# Problem: Need new Spindle bearings for my mid-70's SB 10L.



## mainspring (Nov 3, 2014)

Gents,

   Although I've been a machinist for a long time, i have never had to replace the 
    spindle bearings on a SB 10 L. I contacted SB/ Grizzly, but service has been poor.
    I can certainly take the head off, and disassemble it, but i have never pressed the
    gears off the spindle to to replace bearings. 
   Any suggestions?

    If there are no new bronze bearings available, I suppose i will have to make new ones.
    Before the bearing sleeve is split and dovetailed, how much clearance should it have
    in the ID compared to the spindle bearing diameter? I'm thinking around .001, when new.
    Any notions?

     Has anyone ever converted a SB to needle or roller bearings? There is room in the
     front bearing and head casting for low profile roller bearings, but it would have to be 
     line bored I think.

     I rebuilt a SB heavy 10 L, about 8 years ago, but the head was good, so i didn't need
     to do anything to it except adjust the shims.
     I had the bed creep feed ground in Los Angeles, and they did such a fine job,
     I had very little scraping to do. Just the alignments on the carriage, which got Turcite
     linings.New taper gibs, and some new nuts and screws finished the job.
     I replaced the tailstock spindle, and based the alignments on it, rather than on the old
     saggy spindle. 

      Enough rambling.

       Headstock spindle bearings?

Thanks!

         Phil


----------



## Jonesturf (Nov 3, 2014)

You could always keep an eye out for a headstock on eBay. The bearings come up often too. Pressing the gears off isn't hard. 

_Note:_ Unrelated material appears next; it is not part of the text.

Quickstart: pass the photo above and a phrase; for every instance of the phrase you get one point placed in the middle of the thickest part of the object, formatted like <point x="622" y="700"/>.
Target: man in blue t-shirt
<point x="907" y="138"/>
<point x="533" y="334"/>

You can email Ted (latheman2@aol.com). He worked for South Bend and usually can get you what you need. 

Guys have made them too but that doesn't look like fun. 

If you end up with a camlock spindle you don't need shoot me a message haha 

Sent from my SAMSUNG-SGH-I317 using Tapatalk 2


----------



## Kernbigo (Nov 3, 2014)

scrape them in, it only takes time


----------



## mainspring (Nov 5, 2014)

Thanks, and I CAN scrape. When i started, lots of machines still had babbitt bearings!
 Phil


----------



## benmychree (Nov 5, 2014)

Needle bearings would tear up the spindle; it is necessary to run them against a hardened steel sleeve, and I doubt that they would be precise enough for a lathe spindle anyway.  Years ago, I made a new split bronze bearing for a South Bend that I had, but first it was necessary to have the spindle hard chromed and ground back to standard size, as they are quite soft and wear more than the bearings.  I roughed out the bearing, sawed it in half on the mill, then soft soldered it together and did the finish work.  When it was done I heated it to get the solder loose and lightly filed the joint to remove excess solder, installed the new bearings then scraped them to fit.  I'd say that .001 might be looser than you want; I'd keep them as tight as possible and still have a free running fit that does not heat excessively.  Another thing that I did was to  turn a recess in the center of the fit in the headstock that lined up with the oil hole, then milled a slot in the bottom half of the bearing and inserted a piece of hard felt into the slot to feed oil to the bearing, the turned recess acting as a reservoir, and the felt also acting to filter out any dirt or grit that might accompany the oil.  The bearings may be adjusted for wear by filing off the joining surfaces.


----------